Vegas did get the upper hand on the Canucks in their most recent outing, but more recent performances by both clubs makes their playing field a little bit more even than it was the last time the two met. Still, Vegas is not going to be easy to beat. This would be Vegas’ first time missing the playoffs since entering the league and you can bet that everyone down there in Nevada is doing what they can to make sure that doesn’t happen.
What’s The Takeaway
Should the Canucks make the playoffs? and can the Canucks make the playoffs? These are two completely different questions. I’ve made my stance clear on the Canucks making a postseason appearance, and I personally am not a fan of it. However, after looking at the string of games ahead of them, it seems to me that it is more possible for the Canucks to make a playoff appearance than one might think.
There are a number of schedule reasons that make the Canucks chances favourable, and there are a number of teams they’re going to face that they have, and can beat.
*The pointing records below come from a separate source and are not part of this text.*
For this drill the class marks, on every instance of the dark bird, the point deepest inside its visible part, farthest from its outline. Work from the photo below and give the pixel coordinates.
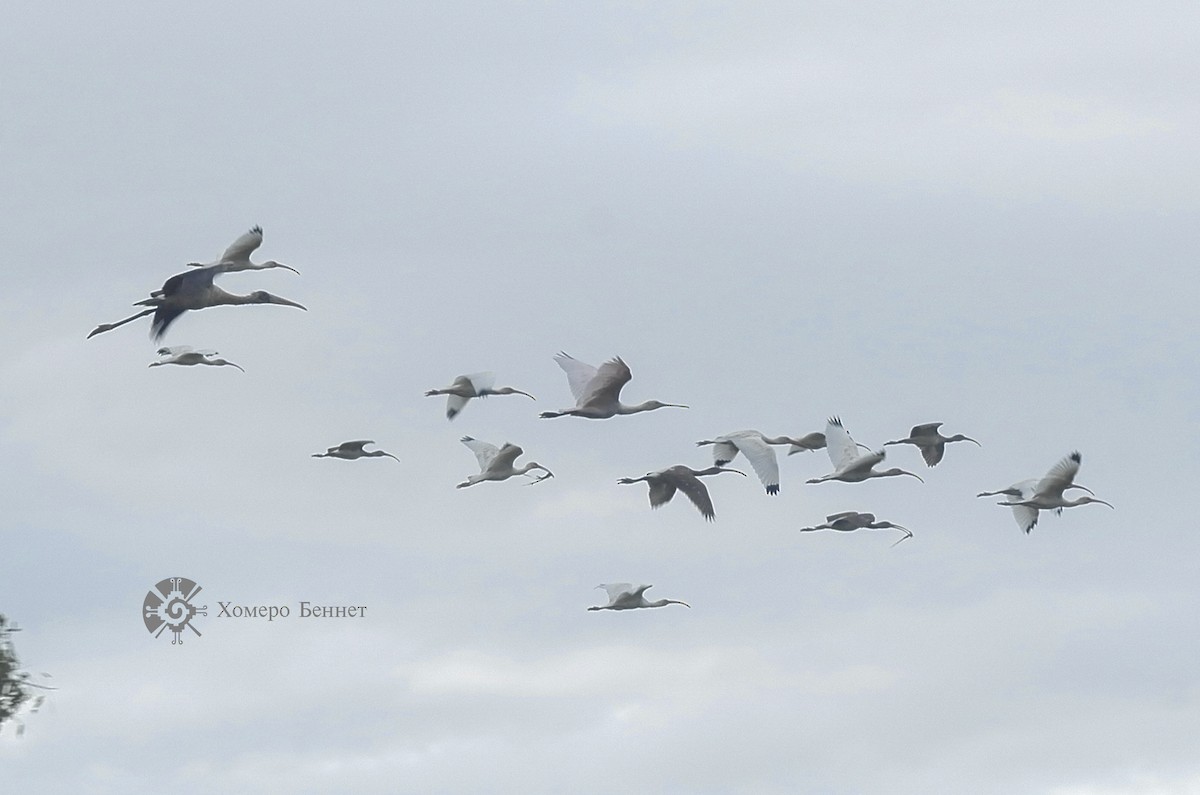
(664, 484)
(930, 441)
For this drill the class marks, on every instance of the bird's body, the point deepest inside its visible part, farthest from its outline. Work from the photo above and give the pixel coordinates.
(850, 464)
(930, 442)
(625, 596)
(477, 384)
(1048, 492)
(814, 441)
(186, 356)
(598, 389)
(852, 520)
(665, 483)
(351, 450)
(497, 462)
(759, 450)
(185, 291)
(237, 256)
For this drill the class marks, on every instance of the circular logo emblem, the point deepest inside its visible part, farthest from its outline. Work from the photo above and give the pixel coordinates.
(168, 605)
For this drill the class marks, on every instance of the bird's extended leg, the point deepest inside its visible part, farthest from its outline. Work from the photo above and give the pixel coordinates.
(109, 327)
(538, 479)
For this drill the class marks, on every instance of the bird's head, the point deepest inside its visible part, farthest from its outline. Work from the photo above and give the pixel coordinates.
(534, 465)
(271, 263)
(895, 472)
(263, 297)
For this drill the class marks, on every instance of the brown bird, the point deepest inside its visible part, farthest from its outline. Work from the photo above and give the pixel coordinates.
(930, 441)
(852, 520)
(664, 484)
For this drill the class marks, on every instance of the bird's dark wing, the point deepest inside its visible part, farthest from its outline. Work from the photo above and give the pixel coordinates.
(660, 492)
(933, 453)
(699, 495)
(163, 317)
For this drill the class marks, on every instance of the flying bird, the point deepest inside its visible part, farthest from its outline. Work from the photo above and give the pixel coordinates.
(851, 465)
(598, 390)
(237, 256)
(756, 447)
(186, 356)
(1048, 492)
(351, 450)
(497, 462)
(623, 596)
(185, 291)
(664, 484)
(814, 441)
(477, 384)
(930, 442)
(853, 520)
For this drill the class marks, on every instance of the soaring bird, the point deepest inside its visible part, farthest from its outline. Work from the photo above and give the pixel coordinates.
(1047, 494)
(185, 291)
(186, 356)
(814, 441)
(851, 465)
(756, 447)
(930, 441)
(664, 484)
(477, 384)
(351, 450)
(237, 256)
(623, 596)
(497, 462)
(853, 520)
(598, 390)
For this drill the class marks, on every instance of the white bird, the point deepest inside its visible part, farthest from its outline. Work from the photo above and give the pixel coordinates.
(598, 390)
(930, 442)
(623, 596)
(477, 384)
(853, 520)
(664, 484)
(1047, 494)
(814, 441)
(497, 462)
(237, 256)
(351, 450)
(185, 291)
(756, 447)
(850, 465)
(186, 356)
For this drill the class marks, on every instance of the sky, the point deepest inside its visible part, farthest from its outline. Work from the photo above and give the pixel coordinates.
(977, 214)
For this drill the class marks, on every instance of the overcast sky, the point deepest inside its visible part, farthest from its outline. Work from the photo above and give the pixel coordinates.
(774, 213)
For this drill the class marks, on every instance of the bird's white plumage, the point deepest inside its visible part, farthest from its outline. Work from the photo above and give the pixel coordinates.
(841, 448)
(485, 452)
(579, 375)
(754, 446)
(243, 246)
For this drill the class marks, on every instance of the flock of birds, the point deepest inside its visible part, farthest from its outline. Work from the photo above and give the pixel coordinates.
(597, 392)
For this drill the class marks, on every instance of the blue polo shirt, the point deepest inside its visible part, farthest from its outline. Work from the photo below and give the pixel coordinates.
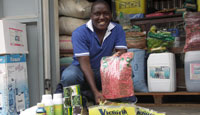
(86, 43)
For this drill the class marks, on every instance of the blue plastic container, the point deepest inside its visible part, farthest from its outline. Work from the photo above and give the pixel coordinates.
(139, 70)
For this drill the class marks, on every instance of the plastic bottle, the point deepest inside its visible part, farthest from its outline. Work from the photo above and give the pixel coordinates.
(40, 109)
(192, 71)
(58, 104)
(48, 103)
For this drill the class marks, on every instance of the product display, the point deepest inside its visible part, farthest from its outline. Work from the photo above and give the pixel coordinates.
(116, 76)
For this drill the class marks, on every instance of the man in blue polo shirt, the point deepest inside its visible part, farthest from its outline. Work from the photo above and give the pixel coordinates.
(92, 41)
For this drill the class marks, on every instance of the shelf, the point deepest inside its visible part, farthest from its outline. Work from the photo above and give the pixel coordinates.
(168, 93)
(66, 51)
(179, 16)
(179, 98)
(146, 23)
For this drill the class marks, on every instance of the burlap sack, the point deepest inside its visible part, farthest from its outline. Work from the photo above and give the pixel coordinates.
(68, 24)
(75, 8)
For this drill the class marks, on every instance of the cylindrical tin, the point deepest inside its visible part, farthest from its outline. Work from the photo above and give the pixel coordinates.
(76, 100)
(67, 101)
(68, 111)
(72, 90)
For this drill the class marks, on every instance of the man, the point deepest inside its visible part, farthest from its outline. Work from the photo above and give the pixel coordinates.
(92, 41)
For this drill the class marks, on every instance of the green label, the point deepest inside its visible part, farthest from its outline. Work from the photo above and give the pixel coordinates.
(58, 109)
(49, 110)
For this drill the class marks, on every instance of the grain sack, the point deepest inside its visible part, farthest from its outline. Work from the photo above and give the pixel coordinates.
(192, 29)
(65, 43)
(116, 76)
(68, 24)
(75, 8)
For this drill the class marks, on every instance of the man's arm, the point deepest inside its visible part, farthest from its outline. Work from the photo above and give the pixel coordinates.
(87, 70)
(121, 51)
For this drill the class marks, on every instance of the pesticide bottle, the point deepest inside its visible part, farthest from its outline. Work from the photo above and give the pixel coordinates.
(40, 109)
(48, 103)
(58, 104)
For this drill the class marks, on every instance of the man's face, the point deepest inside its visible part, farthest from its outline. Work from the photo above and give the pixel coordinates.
(100, 16)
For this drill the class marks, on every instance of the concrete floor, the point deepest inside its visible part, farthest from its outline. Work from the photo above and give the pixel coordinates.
(178, 110)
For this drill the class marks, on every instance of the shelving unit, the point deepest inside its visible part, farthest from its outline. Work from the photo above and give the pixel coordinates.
(170, 98)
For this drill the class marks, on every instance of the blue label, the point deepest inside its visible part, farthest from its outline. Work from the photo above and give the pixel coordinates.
(13, 58)
(160, 72)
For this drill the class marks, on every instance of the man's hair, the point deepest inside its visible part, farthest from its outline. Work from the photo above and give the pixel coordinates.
(100, 2)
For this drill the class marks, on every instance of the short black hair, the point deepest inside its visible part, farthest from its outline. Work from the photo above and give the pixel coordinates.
(101, 2)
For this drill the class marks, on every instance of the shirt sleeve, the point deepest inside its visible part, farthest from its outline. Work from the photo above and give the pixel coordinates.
(120, 42)
(79, 42)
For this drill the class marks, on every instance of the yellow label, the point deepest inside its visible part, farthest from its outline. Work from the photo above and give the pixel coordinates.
(112, 110)
(40, 113)
(49, 110)
(130, 6)
(58, 109)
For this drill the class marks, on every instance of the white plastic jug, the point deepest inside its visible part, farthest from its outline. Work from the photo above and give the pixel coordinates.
(161, 72)
(192, 71)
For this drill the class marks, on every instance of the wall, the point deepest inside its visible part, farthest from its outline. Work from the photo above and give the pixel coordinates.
(1, 8)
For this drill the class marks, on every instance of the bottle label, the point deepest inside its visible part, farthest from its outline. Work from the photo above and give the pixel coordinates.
(20, 102)
(58, 109)
(159, 72)
(41, 114)
(195, 71)
(49, 110)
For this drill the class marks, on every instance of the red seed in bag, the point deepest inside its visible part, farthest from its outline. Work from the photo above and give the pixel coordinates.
(116, 76)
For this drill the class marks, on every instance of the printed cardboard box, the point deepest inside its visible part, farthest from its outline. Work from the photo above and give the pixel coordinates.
(13, 38)
(14, 95)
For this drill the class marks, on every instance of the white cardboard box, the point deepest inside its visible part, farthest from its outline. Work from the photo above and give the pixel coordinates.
(13, 38)
(14, 96)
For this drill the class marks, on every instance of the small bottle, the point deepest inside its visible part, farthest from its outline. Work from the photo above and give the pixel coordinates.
(40, 109)
(58, 104)
(48, 104)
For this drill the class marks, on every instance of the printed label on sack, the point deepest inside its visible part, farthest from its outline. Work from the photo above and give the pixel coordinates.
(16, 37)
(195, 71)
(159, 72)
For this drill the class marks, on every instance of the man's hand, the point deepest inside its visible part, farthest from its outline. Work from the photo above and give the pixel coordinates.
(98, 97)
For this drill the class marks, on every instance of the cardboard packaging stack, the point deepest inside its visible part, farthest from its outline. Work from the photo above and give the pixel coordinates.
(14, 96)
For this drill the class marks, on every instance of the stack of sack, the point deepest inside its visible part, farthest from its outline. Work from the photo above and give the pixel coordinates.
(73, 13)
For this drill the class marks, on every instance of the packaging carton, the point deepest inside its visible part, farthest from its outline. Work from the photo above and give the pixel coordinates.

It’s simply not over, the Canucks themselves don’t want it to be over, and they’re fighting for it. They say it takes 95-96pts to make the playoffs, roughly speaking. If the Canucks can walk away with the six easier wins that have been outlined above, those wins would be worth a total of 12 points, moving them up from 73 points to 85 points.
If they can win the three most important games against Vegas, then not only will those wins hold value because of who they’re defeating, but those three wins would bring them up to 91 points. If they can steal just two out of the five more difficult games, then there you have it, the Canucks have reached the standard playoff threshold. Keeping in mind that in the Western Conference anyways, the bar for entry is always a bit lower than in the Eastern Conference.
Currently, the top three teams in both the Atlantic and the Metropolitan divisions have point totals in the nineties, with the only exception being the Toronto Maple Leafs, as they are one point away at 89pts on the season. Whereas in the Western Conference, the top three teams all sit with point totals in the eighties, with the one outlier being the league-leading Avalanche with 100pts and counting.
Do the Canucks have a red carpet to the playoffs? No, not by a long shot, but it can’t yet be said that there isn’t at least still a path to the postseason for the team. The path may have terrible visibility and is slowly being consumed by the surrounding forest, but it’s there, they’ll just have to work a little harder to get through it.
Now that you know the road map, combined with their past experience, all that’s left to do is watch. Can the Canucks surprise us this year and make an appearance in the quest for Lord Stanley’s Cup? or are the odds just too chilly for them to overcome?